# Holly's Tail Cracks Me Up



## doodlebug (May 13, 2006)

It's a big as the rest of her.....


----------



## dmcwlvssr (Apr 24, 2005)

Beautiful :luv


----------



## harry (Jan 25, 2006)

beautiful cat


----------



## Jeanie (Jun 18, 2003)

That is one long, beautiful tail! (on a beautiful kitty!)


----------



## coaster (Dec 1, 2004)

I am just SOOOOOOOOOOOOO jealous!!


----------



## mykittytoodles (Feb 2, 2006)

Awww, Holly is so beautiful and getting so big!!
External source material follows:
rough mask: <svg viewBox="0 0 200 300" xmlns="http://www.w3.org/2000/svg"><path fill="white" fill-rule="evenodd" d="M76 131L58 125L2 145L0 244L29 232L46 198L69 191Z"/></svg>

I am glad that my babies arent the only ones who hang off the perches like that!


----------



## Heidi n Q (Nov 22, 2006)

I love loooong tails. ...and if they're fat/fluffy, they're even better!


----------



## DesnBaby (Apr 18, 2004)

Wow 8O , its almost the size of her body, its that way with Baby too :lol: .


----------



## Mysterious (Mar 1, 2007)

WOW!! 8O thats like a horse tail! beautiful!!


----------



## lilaccat3456 (Apr 27, 2006)

Very pretty--cat AND tail! I love her orange coloring!


----------



## OctoberinMaine (Sep 12, 2006)

So cute! Keep those Holly pictures coming.


----------



## Kobster (Feb 1, 2007)

Its gorgeous! I'm afriad I'd be playing with it like a feather boa.


----------



## badet (Oct 7, 2005)

sooo pretty!!!


----------



## estelle58 (Feb 28, 2006)

Oh my... she has really grown into a beautiful young lady... :luv


----------



## melysion (Mar 12, 2007)

she is a lovely girl


----------



## kitkat (Sep 22, 2003)

That is a very bushy tail 8O Does anything ever get stuck to it :?:


----------



## DixieandSuzie (Mar 19, 2007)

:lol: Nice kitty! :luv


----------



## doodlebug (May 13, 2006)

Thanks guys. And some of you may remember how worried I was a couple months ago when she wasn't lifting it. She did bruise it....but I think it was just too darn heavy for her little muscles to handle. I gotta get a pic of her with it raised in full plume...it's gorgeous (if I do say so myself :lol. 



kitkat said:


> That is a very bushy tail 8O Does anything ever get stuck to it :?:


umm....yeah...yuk!


----------